February 19, 2012: The government is cracking down on the practice of Afghan parents sending their children (6-11 years old) to Pakistani religious schools (madrassas). This saves the parents the expense of caring for the kids, which is often a matter of life or death for the children as Afghan parents tend to have more children than resources and child death rates from malnutrition, accidents, disease, and abuse are very high. The current crackdown was triggered by the growing Taliban use of children as suicide bombers. Often the kids don't realize they are being used for this. Instead they are convinced that wearing the explosives will kill the enemy without harming the kids. The madrassas try to convince their young students that dying for the Taliban is the right thing to do but that only works with a small percentage of the children. A few of the kids, however, can be convinced that they can get involved in the suicide bombing operations and survive. This is classic brainwashing but it only produces a few hundred kids a year that might be able to carry out suicide bomb attacks. Many more of the kids in the madrassas are persuaded to accept that the Taliban should rule Afghanistan and Pakistan. This at least provides reliable gunmen. Most Afghans, however, are very hostile to using children (under ten) for suicide bomb attacks.
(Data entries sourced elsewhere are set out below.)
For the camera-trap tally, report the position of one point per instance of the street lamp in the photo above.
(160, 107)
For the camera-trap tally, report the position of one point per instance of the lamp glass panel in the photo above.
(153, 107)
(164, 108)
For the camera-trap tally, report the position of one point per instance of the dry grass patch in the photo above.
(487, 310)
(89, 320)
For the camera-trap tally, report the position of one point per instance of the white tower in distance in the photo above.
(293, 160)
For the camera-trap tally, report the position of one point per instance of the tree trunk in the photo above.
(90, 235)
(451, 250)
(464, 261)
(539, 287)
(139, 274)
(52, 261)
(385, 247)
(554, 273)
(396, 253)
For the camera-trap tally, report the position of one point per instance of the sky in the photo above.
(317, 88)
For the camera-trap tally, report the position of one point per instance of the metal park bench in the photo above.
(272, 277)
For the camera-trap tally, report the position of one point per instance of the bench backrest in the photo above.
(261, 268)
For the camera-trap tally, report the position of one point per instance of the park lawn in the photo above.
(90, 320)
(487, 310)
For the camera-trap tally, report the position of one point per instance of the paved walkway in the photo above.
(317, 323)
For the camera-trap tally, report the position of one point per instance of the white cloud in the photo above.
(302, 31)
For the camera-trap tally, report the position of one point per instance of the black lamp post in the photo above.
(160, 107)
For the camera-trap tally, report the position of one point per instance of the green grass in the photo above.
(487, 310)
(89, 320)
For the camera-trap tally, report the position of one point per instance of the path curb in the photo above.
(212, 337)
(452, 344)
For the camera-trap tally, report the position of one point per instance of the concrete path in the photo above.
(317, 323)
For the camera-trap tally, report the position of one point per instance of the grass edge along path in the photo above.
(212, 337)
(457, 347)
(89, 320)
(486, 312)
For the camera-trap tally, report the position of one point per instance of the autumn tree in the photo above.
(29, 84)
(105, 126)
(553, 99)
This is another one of those issues on which the Taliban and the Afghan population are far apart.
In Kandahar city a suicide car bomb was used against a police station, killing one policeman and wounding several others.
February 18, 2012: In the north police announced the capture of two groups of Islamic terrorists (17 men in all) who were planning to disrupt local celebrations of the Lunar New Year next month. This celebration, which is popular in Iran and Afghanistan, is based on pre-Islam religious practices and condemned by Islamic conservatives. But efforts to halt these celebrations have never succeeded.
February 17, 2012: The government
ordered soldiers with families in Pakistan to either move their family to Afghanistan or leave the army. This is one of several new policies intended to reduce the number of pro-Taliban soldiers in the army. This would force over 3,000 soldiers to choose. Most of the Afghan-Pakistani border is occupied by Pushtun tribes. This frontier, still called the “Durand Line” (an impromptu, pre-independence invention of British colonial authorities) was always considered artificial by locals because the line often went right through Pushtun tribal territories. However, the Afghans are more inclined to accept the Durand Line and fight to maintain it. The Pakistanis believe absolute control of the border is impossible and attempts to stop illegal crossings cause additional trouble (as tribesmen do not like excessive attention at border crossing posts).
February 11, 2012: Pakistan is accusing Afghanistan of sending a raiding party a kilometer into Pakistan to kill two Taliban leaders who were causing a lot of trouble within Afghanistan. These raids are becoming increasingly common and the Afghans just deny everything. Since the Pakistanis won't admit that they are providing sanctuary for the Taliban, the Afghans won't admit they are raiding across the border to kill the non-existent Taliban.